Existen grandes similitudes en los materiales de la memoria trabajados y una  continuidad vital entre los años de la infancia poblados de sentidos exacerbados, desbordados de vínculos intensos con la naturaleza vegetal y animal, de acunamientos con cantos y palabras de verdaderas nodrizas y las manifestaciones más elevadas del espíritu humano alcanzadas.  

Posee fuerte significación el que hombres considerados de gran talento creador, en momentos de esplendor de sus vidas, vuelvan al territorio de la infancia  para entender su presente.

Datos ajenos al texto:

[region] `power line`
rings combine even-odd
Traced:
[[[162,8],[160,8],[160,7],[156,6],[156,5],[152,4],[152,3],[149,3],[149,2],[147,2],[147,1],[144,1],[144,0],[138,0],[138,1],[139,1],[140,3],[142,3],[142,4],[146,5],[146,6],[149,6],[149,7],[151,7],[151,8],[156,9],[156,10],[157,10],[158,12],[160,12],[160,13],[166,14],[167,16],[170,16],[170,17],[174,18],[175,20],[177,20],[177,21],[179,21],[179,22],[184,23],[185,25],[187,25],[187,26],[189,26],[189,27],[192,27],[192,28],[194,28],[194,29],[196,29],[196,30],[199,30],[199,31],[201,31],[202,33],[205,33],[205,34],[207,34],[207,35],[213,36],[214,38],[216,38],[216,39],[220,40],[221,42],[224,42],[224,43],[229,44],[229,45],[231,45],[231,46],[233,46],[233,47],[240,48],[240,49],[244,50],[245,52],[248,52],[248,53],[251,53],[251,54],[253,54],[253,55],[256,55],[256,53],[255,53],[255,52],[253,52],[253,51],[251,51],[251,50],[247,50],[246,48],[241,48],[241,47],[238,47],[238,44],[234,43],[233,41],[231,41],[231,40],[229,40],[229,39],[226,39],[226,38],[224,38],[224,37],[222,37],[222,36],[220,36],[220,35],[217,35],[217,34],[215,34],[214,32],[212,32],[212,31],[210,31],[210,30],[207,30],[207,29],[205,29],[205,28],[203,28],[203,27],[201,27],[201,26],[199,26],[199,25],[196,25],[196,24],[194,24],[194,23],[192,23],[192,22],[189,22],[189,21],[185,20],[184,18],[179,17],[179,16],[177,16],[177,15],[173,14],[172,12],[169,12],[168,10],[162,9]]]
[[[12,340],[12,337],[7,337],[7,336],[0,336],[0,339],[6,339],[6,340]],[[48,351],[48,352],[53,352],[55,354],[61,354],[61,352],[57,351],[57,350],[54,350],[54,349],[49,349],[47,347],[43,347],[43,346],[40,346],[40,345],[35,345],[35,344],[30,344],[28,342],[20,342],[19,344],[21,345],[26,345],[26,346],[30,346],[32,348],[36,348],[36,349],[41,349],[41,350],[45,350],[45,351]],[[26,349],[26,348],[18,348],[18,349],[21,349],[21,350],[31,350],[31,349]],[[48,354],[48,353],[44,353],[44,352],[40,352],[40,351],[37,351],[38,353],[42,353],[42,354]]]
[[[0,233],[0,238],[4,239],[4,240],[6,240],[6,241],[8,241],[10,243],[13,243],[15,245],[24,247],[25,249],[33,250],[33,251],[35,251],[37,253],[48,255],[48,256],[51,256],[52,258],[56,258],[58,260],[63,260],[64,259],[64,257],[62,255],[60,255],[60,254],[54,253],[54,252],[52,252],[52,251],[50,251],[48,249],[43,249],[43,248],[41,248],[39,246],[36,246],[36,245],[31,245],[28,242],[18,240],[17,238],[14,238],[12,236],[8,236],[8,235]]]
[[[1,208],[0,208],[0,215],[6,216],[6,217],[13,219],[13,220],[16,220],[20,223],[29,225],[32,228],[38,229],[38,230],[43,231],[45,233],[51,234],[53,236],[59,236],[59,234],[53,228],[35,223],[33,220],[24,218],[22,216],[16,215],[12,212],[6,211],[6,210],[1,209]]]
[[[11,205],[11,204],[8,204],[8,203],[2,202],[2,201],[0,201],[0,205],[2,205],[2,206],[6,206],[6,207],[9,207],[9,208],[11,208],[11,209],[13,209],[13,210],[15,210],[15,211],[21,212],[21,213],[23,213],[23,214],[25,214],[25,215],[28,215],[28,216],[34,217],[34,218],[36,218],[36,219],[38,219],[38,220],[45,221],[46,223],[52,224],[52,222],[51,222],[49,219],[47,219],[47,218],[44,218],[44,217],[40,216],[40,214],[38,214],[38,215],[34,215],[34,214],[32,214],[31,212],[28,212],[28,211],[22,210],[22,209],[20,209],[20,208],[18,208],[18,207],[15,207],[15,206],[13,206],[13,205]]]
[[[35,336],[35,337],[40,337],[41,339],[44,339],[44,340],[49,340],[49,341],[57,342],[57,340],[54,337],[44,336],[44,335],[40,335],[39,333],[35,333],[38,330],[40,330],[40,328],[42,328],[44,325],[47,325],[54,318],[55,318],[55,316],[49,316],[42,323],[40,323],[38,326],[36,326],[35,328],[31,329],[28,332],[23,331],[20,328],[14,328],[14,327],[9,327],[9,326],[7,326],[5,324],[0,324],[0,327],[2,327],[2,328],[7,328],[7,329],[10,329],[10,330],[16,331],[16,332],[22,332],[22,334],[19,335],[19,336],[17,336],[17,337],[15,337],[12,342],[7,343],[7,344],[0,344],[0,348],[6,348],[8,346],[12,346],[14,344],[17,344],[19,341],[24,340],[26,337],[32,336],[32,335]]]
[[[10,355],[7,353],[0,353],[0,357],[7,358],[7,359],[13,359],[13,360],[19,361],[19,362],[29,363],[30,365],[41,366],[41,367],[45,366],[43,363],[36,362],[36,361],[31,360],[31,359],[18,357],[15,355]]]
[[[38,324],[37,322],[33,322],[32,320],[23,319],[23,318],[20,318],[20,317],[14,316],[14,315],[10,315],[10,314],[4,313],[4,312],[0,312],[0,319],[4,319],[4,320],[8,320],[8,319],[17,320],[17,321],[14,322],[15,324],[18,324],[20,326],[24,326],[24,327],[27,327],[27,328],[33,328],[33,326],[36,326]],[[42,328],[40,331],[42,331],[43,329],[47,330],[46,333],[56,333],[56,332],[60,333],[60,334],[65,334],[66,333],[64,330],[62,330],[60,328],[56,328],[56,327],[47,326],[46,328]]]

La Doctora Dora Pastoriza expresa: “Estamos en una época en la que hay que salvar la capacidad imaginativa del ser humano, que es lo que le salva el alma. No hay pobreza que impida tener lo que no tiene, y buscar lo que quiere tener.”

Paulo Freire  afirma que la lectura del mundo precede a la lectura de la palabra.

“Fui alfabetizado en el suelo de la quinta de mi casa, a la sombra de los mangos, con palabras de mi mundo y no del mundo mayor de mis padres. El suelo fue mi pizarrón ; las ramitas fueron mi lápiz. Es por eso que al llegar a la escuela ya estaba alfabetizado .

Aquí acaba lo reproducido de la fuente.